Arcuri, sette vite come i gatti: intanto si accontenta di Treccani
Domenico Arcuri è nel gruppo Treccani, partecipato da Invitalia, società posseduta dal Mef, da cui probabilmente è stato “liquidato” con un super pacchetto economico (ci piacerebbe avere nel sito “trasparenza” l’ammontare) in quanto ex direttore generale e amministratore delegato per circa 14 anni, percependo stipendi che hanno sempre dribblato i tetti delle società partecipate (peraltro nel collegio sindacale per un periodo c’era l’attuale ragioniere generale dello stato Mazzotta).
Poi nominato da Conte commissario straordinario per il Covid e in questo ruolo indagato per corruzione, truffa e abuso d’ufficio sulla questione delle mascherine cinesi intermediate da Benotti (poi deceduto) Tomasi e Guidi (quest’ultimo già arrestato a San Marino).

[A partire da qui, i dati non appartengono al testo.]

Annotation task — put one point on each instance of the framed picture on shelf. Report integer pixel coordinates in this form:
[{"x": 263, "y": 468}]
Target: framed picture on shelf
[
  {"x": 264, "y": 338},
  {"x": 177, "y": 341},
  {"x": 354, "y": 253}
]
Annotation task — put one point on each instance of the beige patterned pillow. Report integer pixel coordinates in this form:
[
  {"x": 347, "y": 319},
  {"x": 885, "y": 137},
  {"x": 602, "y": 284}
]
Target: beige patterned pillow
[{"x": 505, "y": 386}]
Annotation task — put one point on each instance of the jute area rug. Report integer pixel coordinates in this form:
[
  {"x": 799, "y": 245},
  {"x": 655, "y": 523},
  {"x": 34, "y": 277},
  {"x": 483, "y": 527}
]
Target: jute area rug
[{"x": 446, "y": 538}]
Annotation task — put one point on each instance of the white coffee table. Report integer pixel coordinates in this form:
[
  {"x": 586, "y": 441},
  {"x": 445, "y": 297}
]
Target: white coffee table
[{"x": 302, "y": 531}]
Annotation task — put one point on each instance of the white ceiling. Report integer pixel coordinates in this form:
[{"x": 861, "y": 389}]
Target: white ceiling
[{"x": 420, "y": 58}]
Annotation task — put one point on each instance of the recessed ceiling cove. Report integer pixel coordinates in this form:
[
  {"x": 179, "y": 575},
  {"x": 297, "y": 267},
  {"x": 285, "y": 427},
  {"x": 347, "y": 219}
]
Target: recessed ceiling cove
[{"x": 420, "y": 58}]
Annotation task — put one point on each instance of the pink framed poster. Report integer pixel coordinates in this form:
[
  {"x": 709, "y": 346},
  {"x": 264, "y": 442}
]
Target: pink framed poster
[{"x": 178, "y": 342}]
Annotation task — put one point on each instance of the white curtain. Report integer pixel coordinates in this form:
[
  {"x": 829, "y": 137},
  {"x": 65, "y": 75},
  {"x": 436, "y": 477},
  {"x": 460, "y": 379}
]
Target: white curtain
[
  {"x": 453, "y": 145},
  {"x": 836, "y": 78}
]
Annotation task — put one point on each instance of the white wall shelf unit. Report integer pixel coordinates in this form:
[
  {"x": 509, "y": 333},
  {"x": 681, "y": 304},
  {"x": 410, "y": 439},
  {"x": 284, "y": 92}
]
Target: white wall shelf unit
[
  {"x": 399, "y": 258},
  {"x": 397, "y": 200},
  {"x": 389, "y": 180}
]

Una commessa da oltre 1,2 mld di euro (denaro pubblico) cui sarebbe stata corrisposta una “commissione” di intermediazione (vietata per legge) di circa 200 mln, con passaggi in parte ricostruiti dalla Gdf in paradisi fiscali vari, ma evidentemente ben celati…
Le accuse di corruzione e truffa sono state archiviate; confermato, invece, con tanto di rinvio a giudizio, l’abuso d’ufficio, reato peraltro in via di depenalizzazione grazie alle ultime riforme del disprezzato governo di centrodestra.
La storia di Arcuri, originario di un paesino calabrese, è piuttosto articolata: da vicende legate alla P2, cui veniva attribuita l’appartenenza del Papà, noto e stimato funzionario di Polizia poi vice questore, all’inserimento da “enfant prodige” nel circuito dell’Iri ai tempi di Prodi, fino ad una successiva certa vicinanza con D’Alema, che è guarda caso il referente storico dell’ex ministro dei Beni culturali Massimo Bray, ora “dominus”, appunto, della Treccani.
Quindi una curiosità: ma la Treccani è una sorta di “riserva indiana” di D’Alema? E quali attività si svolgono e quali stipendi vengono corrisposti a tali alte figure professionali?